The first report came in at 5.30pm on Saturday, when divers in Dwejra contacted officials of the Malta Environment and Planning Authority (MEPA). An adult turtle was brought to shore and, with the help of Rabat police officers, transported from Dwejra to Mgarr harbour.
The turtle was then transferred to the Armed Forces of Malta’s (AFM) P-32 patrol boat, which was patrolling the area at the time. The injured animal was transported to Cirkewwa, from where it was collected by members of Nature Trust (Malta)’s Wildlife Rescue Team, who in turn took it to the Aquaculture Centre at Forti San Lucjan in Marsaxlokk.
A mere two hours after the first report came in, some people who were on a yacht filed a report about another injured turtle off Gnejna Bay. MEPA officials again made arrangements with the AFM. and the P-32 was sent to pick up the turtle from the yacht. The animal was again passed on to Nature Trust’s Wildlife Rescue Team to be transported to San Lucjan.

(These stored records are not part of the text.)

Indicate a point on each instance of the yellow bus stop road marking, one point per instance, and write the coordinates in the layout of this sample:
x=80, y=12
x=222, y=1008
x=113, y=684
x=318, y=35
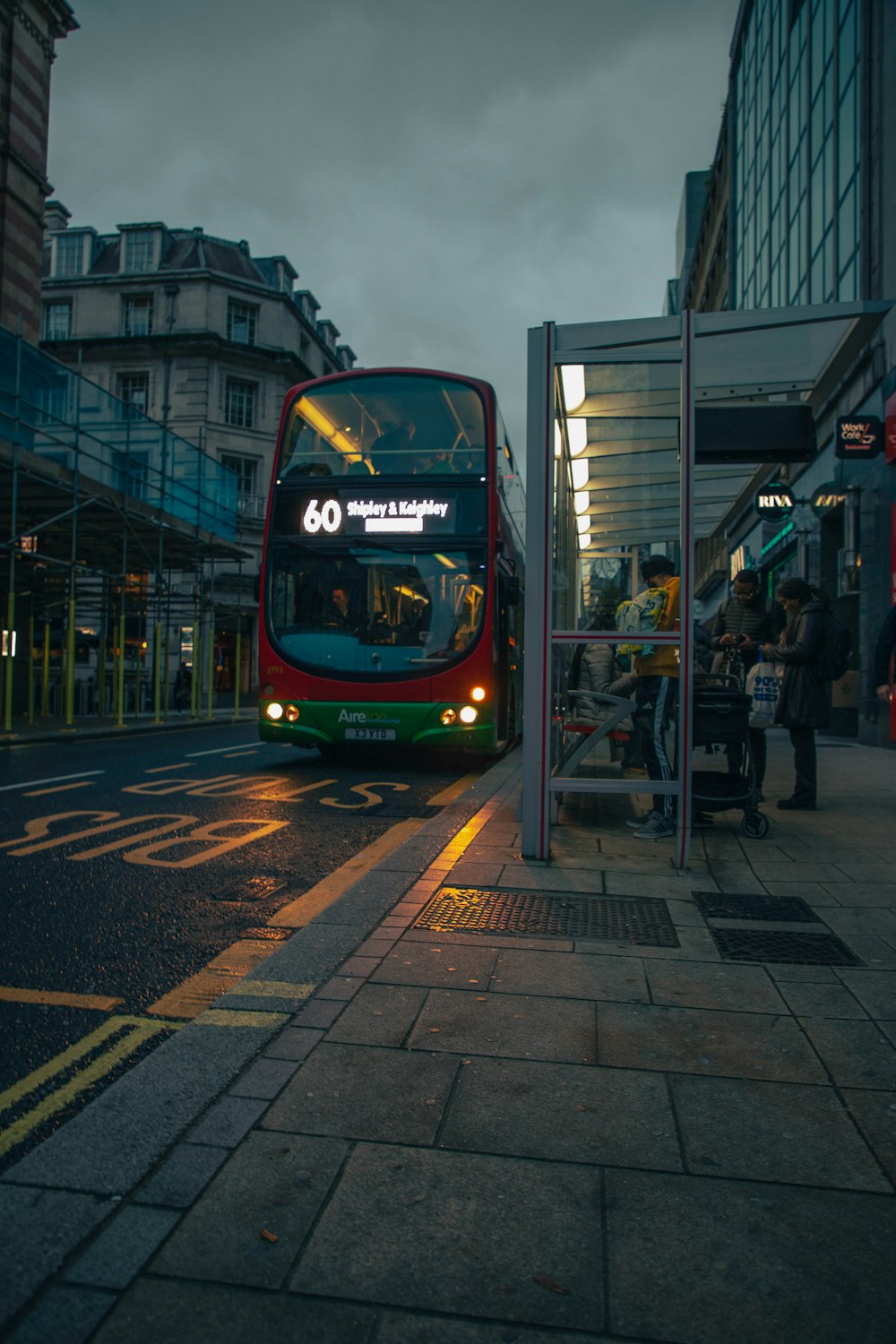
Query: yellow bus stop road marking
x=214, y=980
x=51, y=999
x=59, y=788
x=136, y=1031
x=317, y=898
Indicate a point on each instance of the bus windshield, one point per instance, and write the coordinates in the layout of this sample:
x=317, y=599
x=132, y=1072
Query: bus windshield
x=374, y=610
x=389, y=425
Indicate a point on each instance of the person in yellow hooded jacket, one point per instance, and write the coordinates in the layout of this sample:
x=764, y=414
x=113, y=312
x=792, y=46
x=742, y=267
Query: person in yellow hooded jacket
x=656, y=696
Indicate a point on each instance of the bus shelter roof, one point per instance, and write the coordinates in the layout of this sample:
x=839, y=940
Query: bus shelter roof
x=624, y=381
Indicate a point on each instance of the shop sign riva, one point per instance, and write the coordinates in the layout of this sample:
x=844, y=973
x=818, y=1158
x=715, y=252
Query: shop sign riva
x=774, y=502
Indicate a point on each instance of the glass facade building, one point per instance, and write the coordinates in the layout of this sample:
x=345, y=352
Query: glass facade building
x=796, y=160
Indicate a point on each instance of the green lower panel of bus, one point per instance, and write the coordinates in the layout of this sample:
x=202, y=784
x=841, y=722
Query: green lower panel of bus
x=319, y=723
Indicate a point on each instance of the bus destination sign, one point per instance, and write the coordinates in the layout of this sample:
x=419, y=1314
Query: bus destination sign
x=373, y=513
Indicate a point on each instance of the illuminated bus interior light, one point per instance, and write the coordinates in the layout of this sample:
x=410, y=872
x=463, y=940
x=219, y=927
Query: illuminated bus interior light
x=319, y=421
x=573, y=379
x=578, y=435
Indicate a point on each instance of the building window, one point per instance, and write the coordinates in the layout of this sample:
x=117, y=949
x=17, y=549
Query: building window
x=70, y=252
x=245, y=470
x=56, y=322
x=134, y=390
x=241, y=323
x=239, y=403
x=139, y=314
x=140, y=249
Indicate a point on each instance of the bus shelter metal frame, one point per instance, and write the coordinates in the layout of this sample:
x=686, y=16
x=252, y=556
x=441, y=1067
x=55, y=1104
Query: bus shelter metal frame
x=801, y=354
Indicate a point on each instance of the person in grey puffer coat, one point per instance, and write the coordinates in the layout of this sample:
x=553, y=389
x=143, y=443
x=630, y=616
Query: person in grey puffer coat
x=804, y=703
x=595, y=668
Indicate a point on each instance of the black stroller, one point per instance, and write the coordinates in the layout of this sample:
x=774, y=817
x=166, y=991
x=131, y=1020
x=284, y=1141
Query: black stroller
x=720, y=718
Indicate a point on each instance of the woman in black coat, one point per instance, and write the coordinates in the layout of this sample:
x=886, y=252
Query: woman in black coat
x=804, y=702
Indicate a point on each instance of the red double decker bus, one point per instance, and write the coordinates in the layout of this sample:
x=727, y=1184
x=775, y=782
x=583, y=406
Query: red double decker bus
x=390, y=589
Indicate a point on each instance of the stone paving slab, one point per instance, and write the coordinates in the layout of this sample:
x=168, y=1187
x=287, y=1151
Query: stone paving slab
x=568, y=976
x=874, y=991
x=692, y=984
x=563, y=1113
x=807, y=1000
x=65, y=1314
x=879, y=894
x=874, y=1113
x=514, y=1026
x=777, y=1132
x=405, y=1328
x=273, y=1183
x=786, y=1263
x=121, y=1250
x=702, y=1042
x=38, y=1230
x=463, y=1234
x=856, y=1053
x=379, y=1015
x=429, y=962
x=366, y=1091
x=159, y=1312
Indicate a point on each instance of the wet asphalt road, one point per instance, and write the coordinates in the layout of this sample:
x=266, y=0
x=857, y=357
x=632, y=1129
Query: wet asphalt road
x=126, y=866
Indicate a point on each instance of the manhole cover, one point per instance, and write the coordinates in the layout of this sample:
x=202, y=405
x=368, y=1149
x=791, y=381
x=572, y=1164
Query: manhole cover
x=801, y=949
x=728, y=905
x=247, y=889
x=641, y=921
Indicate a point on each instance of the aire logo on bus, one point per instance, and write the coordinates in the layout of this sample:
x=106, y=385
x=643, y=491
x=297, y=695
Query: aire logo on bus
x=363, y=717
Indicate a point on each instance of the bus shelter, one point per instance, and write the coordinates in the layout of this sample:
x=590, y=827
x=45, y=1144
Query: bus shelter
x=650, y=437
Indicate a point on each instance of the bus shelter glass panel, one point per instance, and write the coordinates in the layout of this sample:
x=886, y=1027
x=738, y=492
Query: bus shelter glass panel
x=618, y=502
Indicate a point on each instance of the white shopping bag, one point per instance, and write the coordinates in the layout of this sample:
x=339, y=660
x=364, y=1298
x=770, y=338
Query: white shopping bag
x=762, y=685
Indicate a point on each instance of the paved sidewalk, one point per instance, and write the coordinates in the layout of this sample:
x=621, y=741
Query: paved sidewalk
x=421, y=1134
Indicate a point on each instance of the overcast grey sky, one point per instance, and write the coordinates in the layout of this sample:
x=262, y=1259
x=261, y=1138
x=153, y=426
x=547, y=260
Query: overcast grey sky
x=443, y=174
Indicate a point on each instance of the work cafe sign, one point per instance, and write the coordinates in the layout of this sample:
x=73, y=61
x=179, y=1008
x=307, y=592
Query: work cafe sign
x=858, y=435
x=774, y=502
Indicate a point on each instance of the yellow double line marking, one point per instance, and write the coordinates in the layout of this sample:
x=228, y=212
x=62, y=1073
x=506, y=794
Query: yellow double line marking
x=132, y=1032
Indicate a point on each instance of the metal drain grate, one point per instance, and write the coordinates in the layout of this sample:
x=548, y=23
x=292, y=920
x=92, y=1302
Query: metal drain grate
x=247, y=889
x=641, y=921
x=801, y=949
x=728, y=905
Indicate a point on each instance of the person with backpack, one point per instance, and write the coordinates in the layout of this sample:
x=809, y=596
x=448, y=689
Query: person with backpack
x=656, y=696
x=884, y=650
x=745, y=624
x=804, y=703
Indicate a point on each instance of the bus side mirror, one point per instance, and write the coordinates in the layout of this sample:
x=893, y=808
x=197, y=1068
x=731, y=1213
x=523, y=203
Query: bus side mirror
x=511, y=590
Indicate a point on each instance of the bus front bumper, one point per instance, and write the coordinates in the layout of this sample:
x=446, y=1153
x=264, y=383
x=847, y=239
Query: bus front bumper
x=325, y=725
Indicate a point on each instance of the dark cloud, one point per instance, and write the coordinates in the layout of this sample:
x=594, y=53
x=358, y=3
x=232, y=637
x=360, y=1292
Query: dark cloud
x=443, y=174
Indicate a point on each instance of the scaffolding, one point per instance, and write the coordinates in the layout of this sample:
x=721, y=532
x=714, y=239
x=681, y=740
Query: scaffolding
x=112, y=527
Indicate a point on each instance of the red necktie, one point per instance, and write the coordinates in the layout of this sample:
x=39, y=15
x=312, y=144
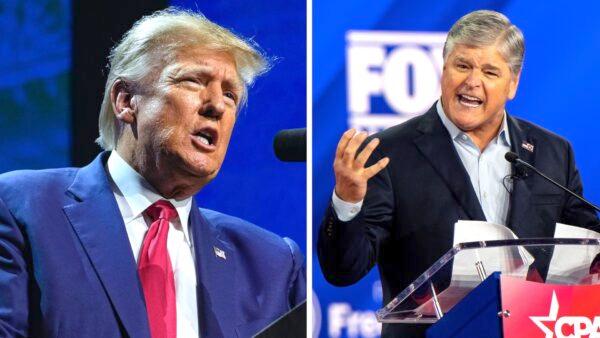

Nature Trust executive president Vince Attard said it was great to see such team work between MEPA, the Victoria (Gozo) police, the AFM and the NGO. He thanked the Victoria police and the AFM P-32 crew for their dedication and help, as well as the MEPA officials, who helped coordinate the two rescue operations.
Mr Attard also expressed his gratitude to the two rescue team volunteers Graziella Cavlan and JD Farrugia, who arrived in Cirkewwa within a matter of minutes to recover the turtles, and personnel from the Aquaculture Centre at San Lucjan for their help.
Both turtles are currently at the centre and will be placed under the medical care of veterinary surgeon Anthony Grupetta. He will be assisted by Wildlife Rescue Team volunteers helping with the rehabilitation process of injured turtles, which will eventually be released back to the wild.
This is not the first time that the AFM has assisted in the rescue of injured turtles. In fact, a turtle that had been rescued by the AFM was released to its natural habitat from Gnejna Bay.
Despite being great travellers, marine turtles are under threat from fishing fleets. They get entangled in fishing lines, swallow hooks and plastic waste, and encounter other difficulties that could have fatal consequences unless they are taken to the rehabilitation centre for treatment.
Nature Trust (Malta) is currently campaigning to collect funds to set up the first Wildlife Rehabilitation Centre in Malta, which will cost close to €800,000. This centre will form part of the Xrobb L-Ghagin phase two project.
The NGO has an established Wildlife Rescue Team, whose members are covered by MEPA permits to rescue marine turtles and hedgehogs, and are on call on a 24/7 basis.